The panel heard a complex civil appeal in which the estate of Lorna Agnetti challenged jury instructions and the special verdict form in a case against Philip Morris, including a Chapter 93A claim and related common‑law causes of action.
Celine Humphreys, arguing for the appellant, focused first on the Chapter 93A instruction. She said the jury was not given a clear directive to stop if it had found against the common‑law causes of action and that the verdict form’s wording forced the jury to answer a 93A question without the directional instruction the trial judge should have provided. Humphreys argued the omission conflated distinct elements of fraud and statutory unfairness and that only the deceptive‑conduct portion of 93A (not warranty‑based theories) would need retrial if the court were to reverse.

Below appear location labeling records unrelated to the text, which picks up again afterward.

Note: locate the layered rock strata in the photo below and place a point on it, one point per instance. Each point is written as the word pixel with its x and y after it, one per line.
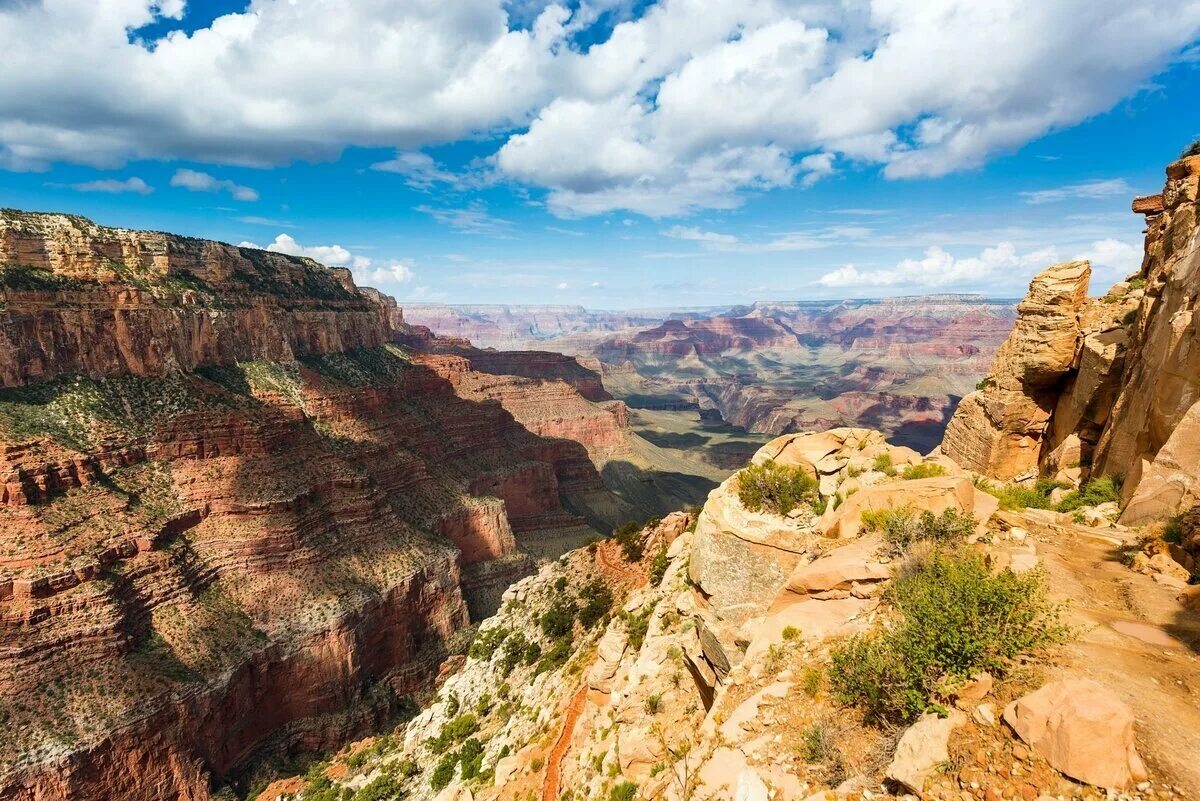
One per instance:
pixel 1108 386
pixel 233 512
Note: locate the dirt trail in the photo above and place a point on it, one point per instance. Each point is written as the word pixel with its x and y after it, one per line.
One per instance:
pixel 555 760
pixel 1134 638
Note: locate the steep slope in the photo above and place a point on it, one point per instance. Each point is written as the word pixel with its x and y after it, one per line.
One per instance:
pixel 237 516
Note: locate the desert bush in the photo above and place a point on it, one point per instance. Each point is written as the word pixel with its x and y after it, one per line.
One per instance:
pixel 629 535
pixel 559 618
pixel 1015 497
pixel 659 566
pixel 1093 493
pixel 901 527
pixel 623 792
pixel 597 600
pixel 885 465
pixel 383 788
pixel 923 470
pixel 775 487
pixel 955 619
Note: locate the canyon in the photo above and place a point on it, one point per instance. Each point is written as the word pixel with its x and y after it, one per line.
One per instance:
pixel 264 534
pixel 245 507
pixel 739 650
pixel 899 365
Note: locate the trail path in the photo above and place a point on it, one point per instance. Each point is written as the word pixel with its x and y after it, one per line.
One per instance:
pixel 553 763
pixel 1134 638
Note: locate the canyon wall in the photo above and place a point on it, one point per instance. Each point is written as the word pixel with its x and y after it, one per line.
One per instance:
pixel 1107 386
pixel 234 513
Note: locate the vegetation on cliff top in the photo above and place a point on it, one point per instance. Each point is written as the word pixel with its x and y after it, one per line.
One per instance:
pixel 773 487
pixel 955 619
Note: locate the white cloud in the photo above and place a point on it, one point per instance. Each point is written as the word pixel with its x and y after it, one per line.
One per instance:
pixel 365 270
pixel 472 220
pixel 940 270
pixel 689 106
pixel 1111 260
pixel 195 181
pixel 420 170
pixel 112 186
pixel 1085 191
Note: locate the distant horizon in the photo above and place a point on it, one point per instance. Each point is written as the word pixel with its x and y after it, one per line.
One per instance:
pixel 612 154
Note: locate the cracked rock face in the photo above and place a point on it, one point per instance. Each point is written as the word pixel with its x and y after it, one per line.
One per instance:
pixel 1108 386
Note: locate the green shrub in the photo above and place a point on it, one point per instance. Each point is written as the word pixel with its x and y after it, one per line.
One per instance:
pixel 775 487
pixel 901 528
pixel 559 619
pixel 384 788
pixel 486 643
pixel 597 600
pixel 659 566
pixel 923 470
pixel 472 758
pixel 1014 497
pixel 629 535
pixel 636 626
pixel 1093 493
pixel 955 619
pixel 623 792
pixel 444 772
pixel 556 657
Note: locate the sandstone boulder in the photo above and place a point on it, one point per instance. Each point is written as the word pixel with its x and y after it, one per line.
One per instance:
pixel 922 748
pixel 999 429
pixel 922 494
pixel 1083 729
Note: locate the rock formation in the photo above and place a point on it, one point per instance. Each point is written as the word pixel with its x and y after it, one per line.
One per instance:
pixel 1107 386
pixel 234 512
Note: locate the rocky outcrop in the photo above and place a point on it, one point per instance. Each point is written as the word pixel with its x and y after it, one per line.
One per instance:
pixel 83 299
pixel 999 429
pixel 1083 729
pixel 1109 386
pixel 235 512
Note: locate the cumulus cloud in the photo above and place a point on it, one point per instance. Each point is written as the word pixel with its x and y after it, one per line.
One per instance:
pixel 419 169
pixel 195 181
pixel 112 186
pixel 1085 191
pixel 364 269
pixel 685 104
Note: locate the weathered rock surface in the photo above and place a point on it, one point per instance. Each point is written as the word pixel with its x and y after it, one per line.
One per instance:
pixel 1107 386
pixel 1083 729
pixel 999 431
pixel 922 748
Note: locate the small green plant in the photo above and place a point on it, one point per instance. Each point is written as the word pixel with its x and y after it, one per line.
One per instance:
pixel 1017 497
pixel 819 742
pixel 774 487
pixel 629 535
pixel 923 470
pixel 955 619
pixel 1093 493
pixel 623 792
pixel 659 566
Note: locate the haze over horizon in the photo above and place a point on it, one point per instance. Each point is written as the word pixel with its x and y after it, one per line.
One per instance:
pixel 612 154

Scott Chesson, for Philip Morris, replied that the court’s instruction and the verdict form were legally sufficient and invoked case law (including Makoviak, Donovan and Iannacino) for the proposition that, when a 93A claim is based on the same facts and theory as a common‑law claim, the causes rise and fall together. He also argued the fraud and half‑truth concepts had been adequately conveyed to the jury within the longer pattern instruction and that the record preserved the issue differently than appellant contends.
Justices pressed both sides on preservation — whether the appellant objected at the right time and in the correct form — and whether a retrial, if required, should be limited to the deceptive‑conduct theory. Counsel debated charge‑conference practice, the trial judge’s expedited procedure, and how the verdict form language would be read by jurors. The panel recessed and took the matter under advisement.